Like any company in today’s world, CollabNet keeps pretty close tabs on sites or blogs which affect our products or our clients.  Recently, our CEO, Bill Portelli, forwarded along a link to the Department of the Navy’s CIO Office (DON CIO) blog.  This is related to the DISA project I blogged about previously, and the most recent post there (‘Trust: The Most Important Thing‘) contains a very telling quote:

"…while information technology affords us tremendous advances in transparency and information sharing, our organizational behavior and culture actually prohibit it."

This single statement struck a nerve in my mind about how organizations and the people that manage them sometimes equate the building or acquisition of tools with the building of communities and collaboration.  To most folks who have any knowledge of Open Source communities and their inner workings, this would seem to be clearly not true.  By the way, I beg indulgence of the non-technical folks reading this blog with regard to my title – the engineer in me still exists and the title above is a shorthand for ‘Tools do not equal Community, and Community does not equal Tools’.

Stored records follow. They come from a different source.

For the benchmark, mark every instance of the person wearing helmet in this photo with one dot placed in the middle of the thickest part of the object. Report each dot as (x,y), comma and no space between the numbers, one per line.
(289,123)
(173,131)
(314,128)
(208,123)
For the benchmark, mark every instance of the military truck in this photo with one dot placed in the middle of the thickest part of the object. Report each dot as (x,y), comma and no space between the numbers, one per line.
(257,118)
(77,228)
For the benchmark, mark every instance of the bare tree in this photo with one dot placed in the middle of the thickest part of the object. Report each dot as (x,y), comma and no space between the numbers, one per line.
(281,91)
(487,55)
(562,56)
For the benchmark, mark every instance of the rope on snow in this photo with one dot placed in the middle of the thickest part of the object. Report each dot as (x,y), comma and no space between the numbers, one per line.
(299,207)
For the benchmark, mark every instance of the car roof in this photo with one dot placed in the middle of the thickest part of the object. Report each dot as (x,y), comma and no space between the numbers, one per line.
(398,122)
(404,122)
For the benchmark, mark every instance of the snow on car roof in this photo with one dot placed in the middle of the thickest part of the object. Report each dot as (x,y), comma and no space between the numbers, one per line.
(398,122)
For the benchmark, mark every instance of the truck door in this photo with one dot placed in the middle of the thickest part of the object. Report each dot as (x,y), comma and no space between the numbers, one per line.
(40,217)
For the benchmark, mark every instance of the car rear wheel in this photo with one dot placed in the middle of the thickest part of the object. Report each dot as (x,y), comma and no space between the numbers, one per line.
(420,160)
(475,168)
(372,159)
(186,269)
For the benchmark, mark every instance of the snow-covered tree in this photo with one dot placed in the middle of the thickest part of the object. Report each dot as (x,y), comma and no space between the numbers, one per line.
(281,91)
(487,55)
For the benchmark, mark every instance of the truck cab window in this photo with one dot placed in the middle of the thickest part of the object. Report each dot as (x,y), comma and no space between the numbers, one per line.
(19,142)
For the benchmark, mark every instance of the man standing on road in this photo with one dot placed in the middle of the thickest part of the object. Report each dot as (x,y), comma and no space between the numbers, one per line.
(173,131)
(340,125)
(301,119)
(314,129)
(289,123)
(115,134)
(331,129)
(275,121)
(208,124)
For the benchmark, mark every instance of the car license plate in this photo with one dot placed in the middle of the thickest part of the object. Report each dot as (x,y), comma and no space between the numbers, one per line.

In reading through DON CIO’s blog, it is clear that he comprehends that his organization needs to understand the path to collaboration, transparency, and information sharing does not go through which tools they choose.  It runs much deeper than that, and I’m thankful CollabNet’s senior staff and field organization generally understand that to be successful with a client, you need to take an approach advocated in the book Samurai Selling: The Ancient Art of Modern Service – specifically, making your client successful is the ultimate goal, and making them successful means considering how your tool/service is most beneficial to them.  In some cases, that may mean your tool isn’t the most appropriate, but maybe your service offering is, or maybe you have to integrate with a competitor’s tool to further develop the client’s community.  It also means you should be prepared to guide them in the best practices they can utilize to help steer their organization down a new path where the organizational culture/behavior can evolve to take advantage of the tools that enable better collaboration.

In the end, understanding you have to take into account existing company cultures, behaviors, and norms is critical to building a successful community, and making sure that is your primary goal as an organization, not the pushing of a tool at the expense of service, will help make you (and your client) more successful in the end.

Note – just found Richard Millington‘s Online Community Building Manifesto, which speaks nicely to some of the things I mentioned above.